The second step is to find the average number of daily appointments that you book. Again, you want the average number over the course of the month. When you generate your monthly reports about the average number of no-shows per day in each month, make sure to also generate a report about the average number of appointments per day.
Once you have these two numbers as averages per day on a monthly basis, divide the average number of daily no-show appointments by the average number of scheduled appointments.
As an example, let’s say that in a given month, your business averaged 15 scheduled
appointments a day, and averaged 1 no-show per day.
1 ÷ 15 =.06
So your no-show rate is 6%. Many businesses have no-show rates somewhere between
2% and 15%, numbers which vary greatly based on the location of the business (urban, suburban or rural) and the type of business (legal, medical, beauty/salon, etc.).
Once you know your no-show rate, you can take the time to estimate how much each client no-show costs you and your business. This can help you both see in real numbers the impact that no-shows have (a way to incentivize you to make the changes necessary to reduce no-shows) and can help you see the way forward to making changes.
There is more than one way a no-show hurts your bottom line. Here are the elements that you should take into account when calculating the cost of each no-show:
Take the average number of no-shows per month (you should have that data from the work you did above) and multiply that by the average cost of an appointment at your business.
If, for example, an average appointment at your business costs $200, and you are averaging 20 no-shows per month, those no-shows are costing you $4,000 a month.
When a client doesn’t show up for an appointment, it costs more than just the direct hit of the lost revenue that they would have paid you. The client not showing up creates an inaccurate schedule full of holes that in turn makes it difficult to create an accurate staffing schedule.
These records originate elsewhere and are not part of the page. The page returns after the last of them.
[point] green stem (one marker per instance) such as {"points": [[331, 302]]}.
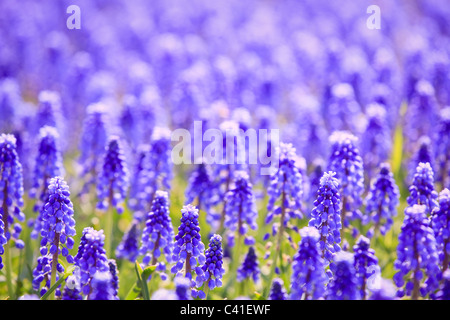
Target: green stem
{"points": [[8, 267]]}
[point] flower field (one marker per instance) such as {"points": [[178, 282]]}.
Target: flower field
{"points": [[211, 150]]}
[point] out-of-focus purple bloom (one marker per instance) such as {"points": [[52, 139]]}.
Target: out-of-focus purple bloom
{"points": [[286, 186], [417, 255], [326, 216], [308, 270], [249, 268], [129, 246], [48, 165], [440, 222], [346, 161], [189, 248], [344, 285], [157, 237], [366, 265], [11, 189], [240, 205], [278, 292], [382, 200], [92, 143], [442, 148], [113, 179], [91, 257], [422, 189]]}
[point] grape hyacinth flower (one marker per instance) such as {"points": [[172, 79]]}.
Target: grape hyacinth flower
{"points": [[382, 201], [366, 265], [113, 179], [11, 189], [308, 269], [240, 208], [442, 148], [347, 163], [249, 268], [278, 292], [188, 248], [422, 189], [58, 227], [326, 216], [157, 237], [212, 268], [102, 287], [93, 141], [91, 257], [440, 222], [129, 247], [48, 165], [417, 255], [202, 187], [286, 183], [344, 285]]}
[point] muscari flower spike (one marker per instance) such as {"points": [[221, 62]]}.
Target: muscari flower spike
{"points": [[240, 208], [11, 190], [326, 216], [212, 268], [417, 255], [113, 180], [346, 161], [48, 165], [93, 140], [249, 268], [285, 184], [157, 237], [422, 189], [189, 248], [308, 269], [128, 248], [344, 285], [366, 265], [278, 292], [91, 257], [382, 200], [440, 222]]}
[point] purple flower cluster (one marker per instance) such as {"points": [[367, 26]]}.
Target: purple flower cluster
{"points": [[417, 256], [308, 269]]}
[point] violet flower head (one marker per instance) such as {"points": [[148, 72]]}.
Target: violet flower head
{"points": [[240, 206], [189, 248], [128, 248], [48, 165], [157, 237], [113, 179], [278, 292], [58, 224], [212, 268], [422, 189], [366, 265], [344, 284], [286, 186], [417, 256], [249, 268], [442, 148], [93, 141], [102, 286], [376, 139], [382, 200], [346, 161], [11, 189], [326, 216], [91, 257], [440, 222]]}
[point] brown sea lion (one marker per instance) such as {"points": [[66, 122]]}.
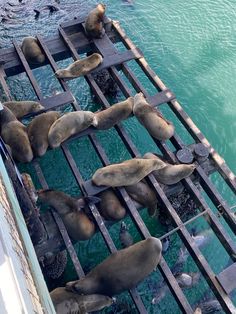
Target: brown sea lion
{"points": [[171, 174], [77, 223], [94, 22], [21, 108], [80, 67], [32, 50], [126, 173], [122, 270], [67, 125], [14, 134], [66, 302], [107, 118], [144, 195], [110, 207], [38, 131], [151, 118]]}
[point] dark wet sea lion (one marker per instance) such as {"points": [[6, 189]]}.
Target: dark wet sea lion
{"points": [[21, 108], [126, 239], [171, 174], [94, 22], [144, 195], [151, 118], [110, 207], [122, 270], [107, 118], [126, 173], [32, 50], [67, 302], [77, 223], [80, 67], [67, 125], [38, 131]]}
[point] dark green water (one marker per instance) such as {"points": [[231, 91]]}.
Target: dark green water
{"points": [[191, 46]]}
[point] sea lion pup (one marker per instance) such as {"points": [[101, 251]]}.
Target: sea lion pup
{"points": [[126, 173], [151, 118], [21, 108], [38, 131], [110, 207], [107, 118], [77, 223], [122, 270], [67, 125], [32, 51], [80, 67], [94, 22], [171, 174], [14, 134], [66, 302], [143, 194]]}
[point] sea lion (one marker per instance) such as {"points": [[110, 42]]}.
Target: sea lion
{"points": [[66, 302], [38, 131], [67, 125], [94, 22], [32, 51], [80, 67], [21, 108], [14, 134], [126, 239], [77, 223], [122, 270], [110, 207], [171, 174], [143, 194], [126, 173], [107, 118], [151, 118]]}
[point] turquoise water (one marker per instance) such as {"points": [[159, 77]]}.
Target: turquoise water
{"points": [[191, 46]]}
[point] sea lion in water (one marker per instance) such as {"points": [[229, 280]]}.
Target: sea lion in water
{"points": [[110, 207], [107, 118], [67, 125], [32, 51], [80, 67], [66, 302], [122, 270], [38, 131], [171, 174], [144, 195], [126, 239], [14, 134], [126, 173], [151, 118], [77, 223], [21, 108], [94, 22]]}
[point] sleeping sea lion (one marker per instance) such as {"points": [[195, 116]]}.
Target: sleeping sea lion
{"points": [[110, 207], [14, 134], [122, 270], [151, 118], [94, 22], [67, 125], [21, 108], [32, 50], [80, 67], [143, 194], [171, 174], [77, 223], [66, 302], [126, 173], [107, 118], [38, 131]]}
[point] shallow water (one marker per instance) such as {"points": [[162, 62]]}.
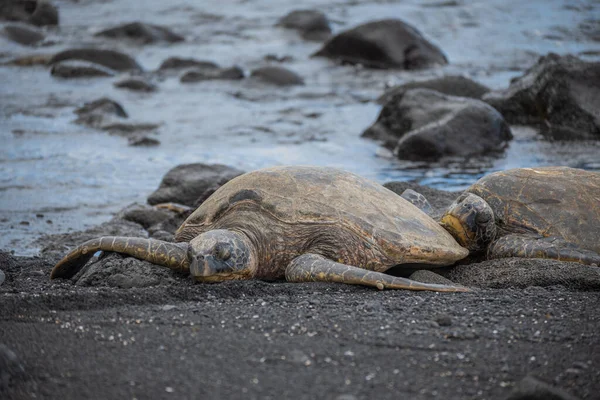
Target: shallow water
{"points": [[54, 170]]}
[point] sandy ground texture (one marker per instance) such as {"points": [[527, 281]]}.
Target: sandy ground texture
{"points": [[124, 328]]}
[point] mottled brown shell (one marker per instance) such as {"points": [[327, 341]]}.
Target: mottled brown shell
{"points": [[302, 196], [552, 201]]}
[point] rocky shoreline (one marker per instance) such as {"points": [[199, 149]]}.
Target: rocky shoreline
{"points": [[380, 89]]}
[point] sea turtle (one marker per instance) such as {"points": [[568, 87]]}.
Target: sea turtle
{"points": [[299, 222], [544, 212]]}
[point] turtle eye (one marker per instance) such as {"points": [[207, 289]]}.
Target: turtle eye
{"points": [[223, 253], [482, 218]]}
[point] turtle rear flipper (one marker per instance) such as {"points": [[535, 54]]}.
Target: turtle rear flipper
{"points": [[536, 246], [171, 255], [316, 268]]}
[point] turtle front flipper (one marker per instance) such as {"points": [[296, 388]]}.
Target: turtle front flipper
{"points": [[316, 268], [536, 246], [171, 255]]}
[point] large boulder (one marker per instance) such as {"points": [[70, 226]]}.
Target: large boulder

If you are staffing based on client needs (staffing hours based on when clients will be there), this costs you money in payroll.
When you are dealing with no-shows, your staff may then also spend time trying to rebook the open time slot, time that could have been spent on other tasks. This cost is harder to calculate but should not be overlooked.
When you are faced with many or multiple no-shows, you and your staff may be tempted to do one of two things. First, you may wait for the patient or client to show up in order to not lose the revenue of the appointment, thereby increasing the wait time for the clients who were booked after.
Secondly, you may be tempted to begin overbooking or double-booking in anticipation of no-shows so as not to lose revenue. Both of these have the potential to do real damage to your relationship with your clients who do show up. If you do not treat your reliable clients well, you risk losing future revenue from them.
In order to run an efficient and profitable business, it’s essential to understand your no-show rate and how it affects you and your clients.
Only once you have this information can you move forward and take the action needed to reduce no-shows and maximize your time.